A cap-and-trade bill like Warner-Lieberman would cost 3 million U.S. manufacturing jobs and $7 trillion in lost GDP, as the bills slap increasingly heavy taxes on hydrocarbon energy, the Heritage Center for Data Analysis calculates. The EPA regulatory regime would be even more onerous and costly.
Either action would drain the lifeblood from our economy, wasting the trillion-dollar “blood infusion,” and turn the recession into a depression. And for what?
President-Elect Obama, Al Gore, James Hansen and others say “the science is settled,” and we are hurtling toward climate disaster. But thousands of scientists vigorously disagree. An updated U.S. Senate Minority Report features 650 climate experts (including many current and former UN-IPCC scientists) who say there is no evidence to support the climate cataclysm hypothesis.
Computer models and worst-case scenarios are not evidence – and not one of them has accurately predicted temperatures, storms or droughts even one year into the future, much less 10, 50 or 100. Actual, measured temperature, hurricane frequency and intensity, floods, droughts and sea level changes are completely within the realm of observed variability over the centuries. Indeed, according to satellite measurements, planetary warming stopped in 1998, even as global CO2 levels continue to rise.

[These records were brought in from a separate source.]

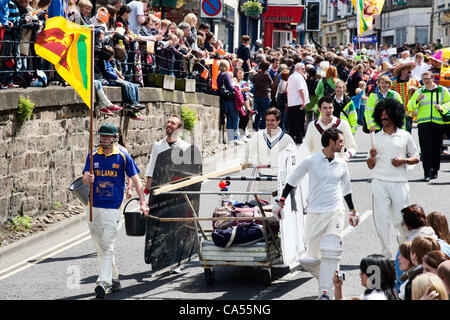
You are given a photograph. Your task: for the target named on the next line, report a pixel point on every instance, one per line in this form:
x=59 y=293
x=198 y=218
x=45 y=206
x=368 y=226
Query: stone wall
x=40 y=158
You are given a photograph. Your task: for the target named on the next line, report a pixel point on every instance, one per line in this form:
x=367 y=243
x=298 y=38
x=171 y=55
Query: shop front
x=280 y=25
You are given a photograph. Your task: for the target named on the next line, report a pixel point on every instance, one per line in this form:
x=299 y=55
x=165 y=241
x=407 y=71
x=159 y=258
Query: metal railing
x=22 y=69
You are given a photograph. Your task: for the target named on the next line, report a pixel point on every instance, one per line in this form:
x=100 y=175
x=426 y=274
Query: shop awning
x=279 y=14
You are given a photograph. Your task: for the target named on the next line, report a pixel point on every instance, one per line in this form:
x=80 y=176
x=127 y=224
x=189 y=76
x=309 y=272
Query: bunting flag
x=205 y=73
x=57 y=8
x=67 y=45
x=365 y=10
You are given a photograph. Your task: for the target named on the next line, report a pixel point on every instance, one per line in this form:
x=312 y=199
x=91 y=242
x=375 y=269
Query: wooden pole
x=210 y=218
x=91 y=125
x=195 y=214
x=196 y=179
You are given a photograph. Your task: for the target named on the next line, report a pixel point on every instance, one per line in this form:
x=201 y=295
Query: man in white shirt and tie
x=393 y=148
x=316 y=128
x=264 y=148
x=298 y=98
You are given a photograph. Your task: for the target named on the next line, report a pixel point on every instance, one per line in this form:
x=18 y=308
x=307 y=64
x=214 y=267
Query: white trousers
x=318 y=225
x=389 y=198
x=265 y=186
x=104 y=229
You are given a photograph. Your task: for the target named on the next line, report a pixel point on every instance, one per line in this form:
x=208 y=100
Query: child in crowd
x=130 y=91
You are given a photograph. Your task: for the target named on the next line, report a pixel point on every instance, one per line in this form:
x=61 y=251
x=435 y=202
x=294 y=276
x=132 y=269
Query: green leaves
x=24 y=109
x=190 y=117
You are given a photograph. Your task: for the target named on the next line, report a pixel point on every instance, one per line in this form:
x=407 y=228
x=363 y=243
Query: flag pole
x=91 y=124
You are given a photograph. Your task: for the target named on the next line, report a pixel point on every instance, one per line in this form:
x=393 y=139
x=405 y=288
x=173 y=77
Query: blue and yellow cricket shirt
x=110 y=171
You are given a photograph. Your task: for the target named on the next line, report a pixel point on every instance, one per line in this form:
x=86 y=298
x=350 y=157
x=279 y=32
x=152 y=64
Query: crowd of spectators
x=143 y=43
x=421 y=270
x=134 y=42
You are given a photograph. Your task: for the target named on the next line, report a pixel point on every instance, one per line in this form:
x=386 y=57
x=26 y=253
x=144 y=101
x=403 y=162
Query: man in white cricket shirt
x=329 y=184
x=264 y=148
x=393 y=148
x=316 y=128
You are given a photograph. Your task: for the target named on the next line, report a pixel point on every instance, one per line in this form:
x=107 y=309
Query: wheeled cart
x=260 y=255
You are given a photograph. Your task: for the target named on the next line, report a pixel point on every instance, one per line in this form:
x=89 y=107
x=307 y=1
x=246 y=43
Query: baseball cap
x=108 y=129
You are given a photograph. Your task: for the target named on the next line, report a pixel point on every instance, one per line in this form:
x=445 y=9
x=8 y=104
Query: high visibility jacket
x=404 y=89
x=348 y=112
x=374 y=97
x=426 y=108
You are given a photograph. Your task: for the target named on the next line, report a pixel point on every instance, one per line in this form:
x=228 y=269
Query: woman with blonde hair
x=420 y=246
x=344 y=108
x=404 y=266
x=428 y=286
x=326 y=85
x=438 y=221
x=432 y=260
x=227 y=108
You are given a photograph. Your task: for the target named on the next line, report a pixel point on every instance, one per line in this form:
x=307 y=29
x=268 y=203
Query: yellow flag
x=67 y=45
x=365 y=10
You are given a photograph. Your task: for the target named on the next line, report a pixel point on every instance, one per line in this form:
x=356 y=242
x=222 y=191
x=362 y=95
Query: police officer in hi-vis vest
x=430 y=102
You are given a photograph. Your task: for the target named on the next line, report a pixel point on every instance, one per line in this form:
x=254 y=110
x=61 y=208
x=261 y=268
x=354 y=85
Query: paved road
x=64 y=267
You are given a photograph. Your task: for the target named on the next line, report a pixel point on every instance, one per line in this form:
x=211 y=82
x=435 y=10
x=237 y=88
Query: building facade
x=280 y=22
x=335 y=30
x=405 y=21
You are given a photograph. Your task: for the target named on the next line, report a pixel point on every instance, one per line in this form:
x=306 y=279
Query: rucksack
x=240 y=234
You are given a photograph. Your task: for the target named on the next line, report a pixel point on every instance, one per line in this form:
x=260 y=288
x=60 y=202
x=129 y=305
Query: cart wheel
x=267 y=277
x=209 y=276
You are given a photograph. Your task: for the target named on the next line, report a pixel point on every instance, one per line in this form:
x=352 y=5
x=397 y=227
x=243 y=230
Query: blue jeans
x=232 y=119
x=261 y=106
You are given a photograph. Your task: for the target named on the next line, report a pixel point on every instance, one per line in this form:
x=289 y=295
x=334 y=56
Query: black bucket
x=81 y=190
x=134 y=221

Nor is there any evidence that the proposed bloodletting would stabilize our Earth’s constantly changing climate – or do anything except cause the quack physicians’ American economic patient to die.

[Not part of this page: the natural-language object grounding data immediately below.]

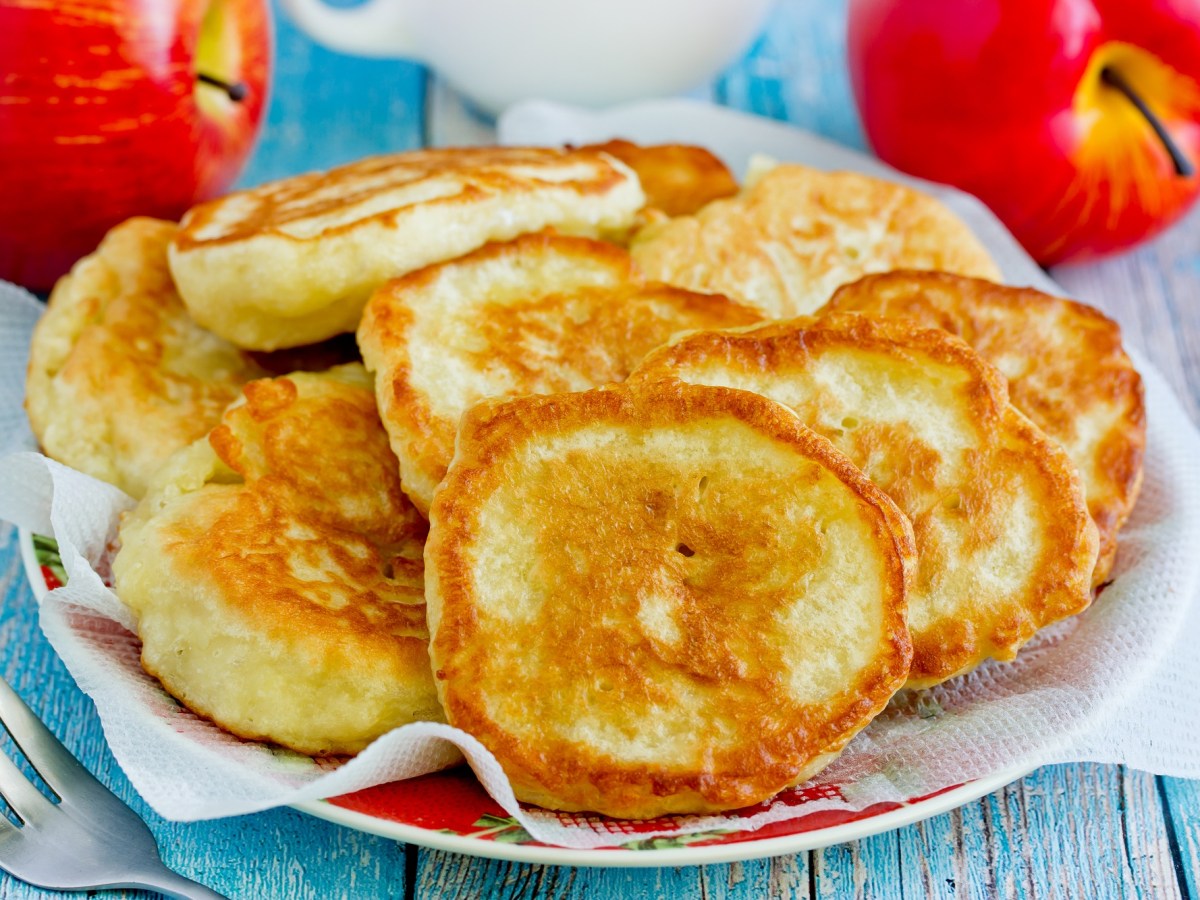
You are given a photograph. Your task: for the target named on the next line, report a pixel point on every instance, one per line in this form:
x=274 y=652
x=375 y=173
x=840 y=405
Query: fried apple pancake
x=1066 y=370
x=666 y=599
x=678 y=179
x=293 y=262
x=795 y=234
x=275 y=569
x=1003 y=539
x=119 y=375
x=540 y=315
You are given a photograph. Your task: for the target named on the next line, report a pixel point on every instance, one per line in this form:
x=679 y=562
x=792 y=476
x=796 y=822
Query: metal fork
x=89 y=839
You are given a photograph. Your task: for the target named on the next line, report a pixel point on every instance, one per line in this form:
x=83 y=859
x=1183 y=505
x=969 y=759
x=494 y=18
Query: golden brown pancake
x=665 y=599
x=678 y=179
x=293 y=262
x=539 y=315
x=119 y=376
x=275 y=569
x=795 y=234
x=1066 y=370
x=1003 y=539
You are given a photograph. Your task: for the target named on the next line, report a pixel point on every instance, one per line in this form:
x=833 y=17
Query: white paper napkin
x=1116 y=684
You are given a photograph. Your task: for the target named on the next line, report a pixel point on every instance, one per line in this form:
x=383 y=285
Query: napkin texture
x=1115 y=684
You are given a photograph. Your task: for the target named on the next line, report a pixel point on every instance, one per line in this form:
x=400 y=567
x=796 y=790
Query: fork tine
x=21 y=793
x=45 y=753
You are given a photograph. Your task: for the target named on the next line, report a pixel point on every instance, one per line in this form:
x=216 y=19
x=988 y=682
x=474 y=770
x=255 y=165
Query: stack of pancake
x=659 y=487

China and India are building new coal-fired power plants every week – and their expanding greenhouse gas emissions now dwarf even the economy-killing cuts that Obama, EPA and congressional Democrats are proposing. Europe’s emissions are well above 1990 levels and even further above their promised reductions under Kyoto. Yet not one EU nation is prepared to impose new cap-and-trade or CO2 cuts that would jeopardize jobs, especially during this recession.
The President and members of Congress are sworn to serve the best interests of the United States. They violate their oath of office when they try to impose destructive policies that advance the agendas of professional activists who remain fixated on climate disaster scenarios, despite real-world evidence to the contrary – and regardless of the widespread harm their agendas would cause, especially for poor, elderly, minority and working-class families.
It’s time for Americans everywhere to demand solid evidence, robust debate, honest congressional hearings, and responsible energy and economic decisions. We need to prevent further bloodletting, end the recession, and preserve our nation’s freedom, opportunity and prosperity.